L'industrie automobile allemande, particulièrement dépendante du marché chinois, craint les représailles commerciales qui pourraient suivre l'imposition de tarifs européens. Cette divergence d'intérêts au sein de l'Union complique considérablement l'élaboration d'une stratégie commerciale commune envers la Chine.
Durant sa visite en Chine, Macron a suggéré une approche alternative : accepter davantage d'investissements directs chinois en Europe comme mécanisme pour réduire le déséquilibre commercial. Cependant, il a averti contre le risque que les entreprises chinoises agissent en « prédateurs », exigeant des garanties sur la réciprocité et l'accès aux marchés.
Impact sur les investisseurs et épargnants français
Pour les investisseurs français, cette escalade potentielle des tensions commerciales présente plusieurs implications concrètes. Les secteurs exposés aux exportations vers la Chine et les États-Unis font face à une volatilité accrue et à des perspectives de croissance réduites.
Le gouvernement français a d'ailleurs abaissé ses prévisions de croissance du PIB pour 2025 à 0,7 %, citant explicitement les risques liés aux tarifs douaniers. Cet ajustement reflète l'incertitude croissante pesant sur l'économie française dans un environnement commercial mondial fragmenté.

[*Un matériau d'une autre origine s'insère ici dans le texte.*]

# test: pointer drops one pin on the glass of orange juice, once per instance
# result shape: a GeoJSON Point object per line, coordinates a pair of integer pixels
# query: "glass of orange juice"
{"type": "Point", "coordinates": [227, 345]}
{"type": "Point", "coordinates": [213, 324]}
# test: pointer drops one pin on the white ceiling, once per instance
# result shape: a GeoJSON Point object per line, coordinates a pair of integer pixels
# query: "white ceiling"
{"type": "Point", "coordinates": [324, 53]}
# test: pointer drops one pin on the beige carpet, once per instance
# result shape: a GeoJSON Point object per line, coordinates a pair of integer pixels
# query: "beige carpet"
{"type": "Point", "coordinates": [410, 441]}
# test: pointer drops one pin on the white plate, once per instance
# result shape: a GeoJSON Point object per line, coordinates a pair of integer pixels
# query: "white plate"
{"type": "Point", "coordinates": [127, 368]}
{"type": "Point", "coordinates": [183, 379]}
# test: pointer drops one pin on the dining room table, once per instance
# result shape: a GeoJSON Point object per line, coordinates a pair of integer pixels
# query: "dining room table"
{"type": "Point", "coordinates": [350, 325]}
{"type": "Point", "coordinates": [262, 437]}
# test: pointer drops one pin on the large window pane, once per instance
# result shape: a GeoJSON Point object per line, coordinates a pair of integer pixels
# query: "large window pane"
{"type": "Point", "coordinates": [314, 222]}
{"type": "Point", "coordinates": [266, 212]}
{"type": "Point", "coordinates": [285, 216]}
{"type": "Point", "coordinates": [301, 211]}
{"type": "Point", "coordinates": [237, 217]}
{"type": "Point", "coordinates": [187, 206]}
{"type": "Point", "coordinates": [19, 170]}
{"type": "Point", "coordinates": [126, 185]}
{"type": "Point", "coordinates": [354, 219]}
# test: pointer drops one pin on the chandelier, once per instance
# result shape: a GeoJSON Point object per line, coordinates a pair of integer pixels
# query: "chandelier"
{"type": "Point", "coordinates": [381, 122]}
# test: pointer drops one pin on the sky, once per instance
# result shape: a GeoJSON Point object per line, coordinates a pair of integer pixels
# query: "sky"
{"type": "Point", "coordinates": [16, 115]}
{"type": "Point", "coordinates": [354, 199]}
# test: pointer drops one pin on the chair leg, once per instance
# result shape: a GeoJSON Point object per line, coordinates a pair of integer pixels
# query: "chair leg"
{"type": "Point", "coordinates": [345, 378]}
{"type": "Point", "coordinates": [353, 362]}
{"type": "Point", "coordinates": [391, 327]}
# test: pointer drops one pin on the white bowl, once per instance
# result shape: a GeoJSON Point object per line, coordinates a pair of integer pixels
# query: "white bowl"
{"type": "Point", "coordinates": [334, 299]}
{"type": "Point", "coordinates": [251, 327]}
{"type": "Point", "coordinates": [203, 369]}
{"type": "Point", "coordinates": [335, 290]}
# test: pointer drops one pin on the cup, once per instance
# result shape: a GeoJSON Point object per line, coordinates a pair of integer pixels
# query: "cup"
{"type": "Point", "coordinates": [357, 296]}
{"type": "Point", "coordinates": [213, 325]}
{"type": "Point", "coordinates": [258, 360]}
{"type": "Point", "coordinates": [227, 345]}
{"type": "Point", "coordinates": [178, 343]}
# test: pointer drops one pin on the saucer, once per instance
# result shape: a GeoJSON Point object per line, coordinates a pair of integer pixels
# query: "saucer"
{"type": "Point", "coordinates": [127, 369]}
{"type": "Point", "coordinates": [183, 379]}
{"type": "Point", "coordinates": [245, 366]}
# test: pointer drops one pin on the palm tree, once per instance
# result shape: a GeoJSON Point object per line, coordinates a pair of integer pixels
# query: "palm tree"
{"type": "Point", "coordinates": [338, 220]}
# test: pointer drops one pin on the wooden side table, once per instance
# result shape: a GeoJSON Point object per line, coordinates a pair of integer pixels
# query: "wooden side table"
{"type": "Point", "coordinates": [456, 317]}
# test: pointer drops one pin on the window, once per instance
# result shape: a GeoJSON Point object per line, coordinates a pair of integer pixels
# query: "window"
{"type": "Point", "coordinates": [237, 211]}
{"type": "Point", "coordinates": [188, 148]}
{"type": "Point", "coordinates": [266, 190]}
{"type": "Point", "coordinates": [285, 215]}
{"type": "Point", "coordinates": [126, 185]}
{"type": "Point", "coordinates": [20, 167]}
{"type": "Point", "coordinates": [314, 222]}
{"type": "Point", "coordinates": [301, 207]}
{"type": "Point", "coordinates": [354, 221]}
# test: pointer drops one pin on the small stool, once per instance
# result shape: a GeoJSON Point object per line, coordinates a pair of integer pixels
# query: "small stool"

Les entreprises du CAC 40 particulièrement exposées incluent les groupes de luxe (LVMH, Kering, Hermès), les producteurs de spiritueux (Pernod Ricard, Rémy Cointreau) et les équipementiers automobiles ayant des chaînes d'approvisionnement complexes impliquant la Chine.
Selon une analyse de Natixis, une augmentation de 10 % des tarifs douaniers pourrait réduire la production économique française d'environ 0,3 %. La Bourse de Paris a d'ailleurs chuté de plus de 3 % lors de l'annonce des tarifs américains en avril 2025, illustrant la sensibilité des marchés à ces développements.
Perspectives et scénarios futurs
L'analyse du Centre for Economic Policy Research (CEPR) sur l'impact mondial de la guerre commerciale de 2025 révèle que la zone euro subirait des pertes de bien-être modestes, restant inférieures à 1 %, avec des taux tarifaires effectifs passant d'environ 2 % à 17 %.
Cependant, ces projections dépendent fortement de l'intensité des représailles. Dans un scénario de représailles complètes, les perturbations des chaînes d'approvisionnement mondiales pourraient s'amplifier, avec des contractions sectorielles de 12 à 16 % dans l'équipement électrique et les équipements de transport.
Le Parlement européen a souligné que « les tarifs sont des taxes, mauvaises pour les entreprises, pires pour les consommateurs », notant que les États-Unis finiraient par « taxer leurs propres citoyens, augmentant les coûts pour les entreprises et alimentant l'inflation ».
L'UE privilégie une stratégie de négociation pour éviter une escalade mutuellement dommageable, tout en se préparant à défendre ses intérêts par des contre-tarifs si nécessaire. La Commission a adopté un cadre de représailles progressives avec des tarifs échelonnés jusqu'en décembre 2025 si les négociations échouent.
Conclusion
La menace de tarifs douaniers européens contre la Chine formulée par Emmanuel Macron marque un tournant dans les relations commerciales entre l'Europe et son deuxième partenaire commercial. Face à un déficit dépassant 300 milliards d'euros, l'Union européenne se trouve contrainte d'envisager des mesures protectionnistes qu'elle a longtemps évitées.
Pour les investisseurs et épargnants français, cette évolution géopolitique exige une vigilance accrue sur les secteurs exposés au commerce international, particulièrement le luxe, les spiritueux et l'automobile. La diversification sectorielle et géographique des portefeuilles apparaît plus que jamais nécessaire dans un environnement commercial mondial en pleine fragmentation.
La capacité de l'Europe à parler d'une seule voix, notamment en surmontant les réticences allemandes, déterminera l'efficacité de toute stratégie tarifaire envers la Chine. Dans l'intervalle, l'incertitude persistante pèsera sur les perspectives de croissance économique et les valorisations des actifs européens.